It’s Tax Day tomorrow. Waiting till the last moment to file because you’ll have to write a check?
It hurts, but you must be financially better off than the federal government, which itself owes $17.5 trillion, all because Congress and the President refuse to balance budgets.
In the last ten years, according to a convenient Department of Treasury website, the federal government’s debt has not merely doubled, it has ballooned by more than $10 trillion.
During the Reagan Administration, we were aghast at the idea of a “mere” one trillion dollar debt. I remember “No Trillion Dollar Debt” signs.
Waving signs didn’t help.
But something’s gotta give. As J. D. Tuccille writes, “you have to think that it’s going to occur to people that the United States government seems neither willing nor able to stop borrowing, and to start paying the sum down, even a little bit.”
Debts must be repaid, with interest. That goes for the last decade’s additional ten trillion tonnage of “bricks” now hanging over our heads.

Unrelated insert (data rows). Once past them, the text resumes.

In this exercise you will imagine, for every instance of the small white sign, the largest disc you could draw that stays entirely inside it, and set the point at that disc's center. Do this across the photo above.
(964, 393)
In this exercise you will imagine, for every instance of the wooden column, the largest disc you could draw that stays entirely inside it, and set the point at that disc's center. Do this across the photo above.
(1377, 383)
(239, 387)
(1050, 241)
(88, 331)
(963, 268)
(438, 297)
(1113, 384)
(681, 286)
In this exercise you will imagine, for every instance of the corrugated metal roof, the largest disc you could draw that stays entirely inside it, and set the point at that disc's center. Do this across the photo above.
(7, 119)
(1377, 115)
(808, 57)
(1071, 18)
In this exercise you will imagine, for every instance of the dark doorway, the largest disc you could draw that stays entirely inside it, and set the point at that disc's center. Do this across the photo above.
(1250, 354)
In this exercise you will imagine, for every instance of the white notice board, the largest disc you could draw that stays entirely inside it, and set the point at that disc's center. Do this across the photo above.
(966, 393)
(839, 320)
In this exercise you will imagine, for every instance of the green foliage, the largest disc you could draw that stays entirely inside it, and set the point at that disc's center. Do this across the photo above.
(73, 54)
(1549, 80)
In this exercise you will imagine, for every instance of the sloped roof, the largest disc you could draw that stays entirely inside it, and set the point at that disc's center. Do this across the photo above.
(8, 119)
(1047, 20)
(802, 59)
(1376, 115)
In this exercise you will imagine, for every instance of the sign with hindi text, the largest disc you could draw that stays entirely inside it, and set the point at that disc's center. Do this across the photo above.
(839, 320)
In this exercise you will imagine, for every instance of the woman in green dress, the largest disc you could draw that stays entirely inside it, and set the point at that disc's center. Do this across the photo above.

Writing your check to the government isn’t made any more pleasant by pondering how paltry your payment is compared to what’s needed to make a dent in the debt. Moreover, even amid constant talk about “cuts,” federal government spending continues to increase. Thus, getting out of debt is not about writing checks to government. It’s about government writing fewer and smaller checks.
This is Common Sense. I’m Paul Jacob.